SamsungSAILMontreal / ghn3

Code for "Can We Scale Transformers to Predict Parameters of Diverse ImageNet Models?" [ICML 2023]
https://arxiv.org/abs/2303.04143
MIT License
29 stars 3 forks source link

Need additional detail regarding few-shot learning experiment #2

Closed sorobedio closed 2 months ago

sorobedio commented 2 months ago

Can you explain the few-shot setting whose result are reported in Table 7. Transfer learning from ImageNet to few-shot CIFAR-10 and CIFAR-100 with 1000 training labels with 3 networks: ResNet50 (R-50), ConvNext-B (C-B) and Swin-T (S-T)

How many shots in the training set as well as in the test set or query set.

bknyaz commented 2 months ago

CIFAR-100 has 100 classes, so with 1000 training labels we have 10 shots. We didn't modify the test set, i.e. it's 10k for CIFAR-10 and CIFAR-100.

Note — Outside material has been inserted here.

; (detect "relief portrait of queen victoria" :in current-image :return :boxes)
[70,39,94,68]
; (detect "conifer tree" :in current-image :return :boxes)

We used the code from our previous paper to run these fine-tuning experiments (https://github.com/facebookresearch/ppuda/blob/main/experiments/sgd/train_net.py), so we pass --n_shots 10 for CIFAR-100 experiments. The hyperparameters are based on our another paper Pretraining a Neural Network before Knowing Its Architecture (https://arxiv.org/abs/2207.10049), see Table 2 there. For CIFAR-100 the best hyperparameters are generally similar. We used --beta 3e-5 to add some noise to predicted parameters before their fine-tuning, but we didn't use orthogonal re-initialization (i.e. we use --init rand).

Let me know if there are further questions.